True, the complainants filed their complaint two years ago in good faith, with no intention of discrediting the government. The petitioners actually acted – and took risks – on behalf of the silent majority who shared the same cause but lacked the courage, time and energy to fight for their fundamental right.
If necessary, the court ruling could prompt citizens elsewhere in the country to voice their grievances to the government about environmental degradation resulting from policies that harm nature or simply the ignorance of governments as in the recent court battle. on air pollution.
In their ruling, the judiciary ordered the President, Minister of the Environment, Minister of Home Affairs, Minister of Health, and the governors of Jakarta, West Java and Banten to do whatever it takes to improve air quality, control cross-border pollution in Greater Jakarta and conduct research. on the effects of air pollution on health. As representatives of the state, central and provincial governments are responsible for the safety of citizens, including against environmental risks such as air pollution.
There is no doubt that the government, both nationally and sub-nationally, has taken various measures to prevent air pollution, but as the petitioners have found, the actions were far from enough. There are also many examples of policy inconsistencies regarding maintaining clean and healthy air on the part of the government, such as encouraging people to buy cars.

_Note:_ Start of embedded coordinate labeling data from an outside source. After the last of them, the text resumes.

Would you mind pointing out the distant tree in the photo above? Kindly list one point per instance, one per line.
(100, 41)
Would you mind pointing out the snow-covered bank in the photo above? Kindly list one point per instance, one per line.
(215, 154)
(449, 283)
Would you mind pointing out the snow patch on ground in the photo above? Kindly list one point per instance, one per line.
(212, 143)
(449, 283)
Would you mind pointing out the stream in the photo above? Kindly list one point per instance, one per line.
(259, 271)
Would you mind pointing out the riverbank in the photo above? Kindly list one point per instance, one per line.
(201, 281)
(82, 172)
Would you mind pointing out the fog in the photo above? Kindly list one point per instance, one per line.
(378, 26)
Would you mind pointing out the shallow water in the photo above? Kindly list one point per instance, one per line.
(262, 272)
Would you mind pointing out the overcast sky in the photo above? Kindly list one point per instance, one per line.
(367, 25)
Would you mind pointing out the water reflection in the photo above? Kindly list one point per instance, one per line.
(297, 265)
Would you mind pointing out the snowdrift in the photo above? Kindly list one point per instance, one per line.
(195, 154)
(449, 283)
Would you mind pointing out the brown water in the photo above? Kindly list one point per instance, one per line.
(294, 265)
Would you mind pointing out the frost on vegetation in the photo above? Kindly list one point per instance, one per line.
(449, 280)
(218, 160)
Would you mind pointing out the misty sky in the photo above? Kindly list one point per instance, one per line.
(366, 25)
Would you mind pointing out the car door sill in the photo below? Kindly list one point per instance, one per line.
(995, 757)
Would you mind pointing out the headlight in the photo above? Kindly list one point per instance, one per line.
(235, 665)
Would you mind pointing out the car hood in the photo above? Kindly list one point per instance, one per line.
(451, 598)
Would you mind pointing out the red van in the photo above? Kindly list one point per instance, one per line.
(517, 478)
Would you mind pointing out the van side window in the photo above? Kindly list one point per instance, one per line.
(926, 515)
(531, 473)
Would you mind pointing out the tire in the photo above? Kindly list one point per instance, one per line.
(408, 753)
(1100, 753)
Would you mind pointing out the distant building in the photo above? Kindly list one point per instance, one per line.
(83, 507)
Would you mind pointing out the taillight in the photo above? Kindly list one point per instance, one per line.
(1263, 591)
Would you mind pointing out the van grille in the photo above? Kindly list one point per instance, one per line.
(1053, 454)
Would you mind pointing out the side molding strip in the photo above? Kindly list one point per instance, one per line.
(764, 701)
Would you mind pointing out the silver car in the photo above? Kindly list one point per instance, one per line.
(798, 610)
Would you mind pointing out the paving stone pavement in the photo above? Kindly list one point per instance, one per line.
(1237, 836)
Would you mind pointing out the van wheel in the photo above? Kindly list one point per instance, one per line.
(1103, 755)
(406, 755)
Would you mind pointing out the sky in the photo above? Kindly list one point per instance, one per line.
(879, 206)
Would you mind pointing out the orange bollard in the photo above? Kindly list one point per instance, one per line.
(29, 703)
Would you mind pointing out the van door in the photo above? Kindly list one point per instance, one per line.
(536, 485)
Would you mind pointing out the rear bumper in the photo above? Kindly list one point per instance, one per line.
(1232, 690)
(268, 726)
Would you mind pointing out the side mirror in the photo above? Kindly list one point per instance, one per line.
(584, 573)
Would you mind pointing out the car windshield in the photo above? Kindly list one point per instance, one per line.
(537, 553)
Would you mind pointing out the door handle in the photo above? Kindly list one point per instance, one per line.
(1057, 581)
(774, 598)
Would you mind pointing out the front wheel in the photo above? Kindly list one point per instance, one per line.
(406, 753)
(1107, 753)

In Jakarta, as in other major cities around the world, emissions from combustion vehicles are the main contributor to air pollution. Nearly 11 million people in the capital are used to watching smog cover the city’s skyscrapers, with one exception when Jakarta was placed under strict mobility restrictions to contain the spread of COVID-19. ‘last year.
Instead of challenging the court’s ruling, which is legitimate in the country’s justice system, the government should comply with the ruling, just to prove that it serves and listens to its people. It can be safely said that the level of air pollution in Greater Jakarta is critical and therefore requires an immediate response.
Through pro-environmental policies, the government can be a game-changer in the fight against air pollution.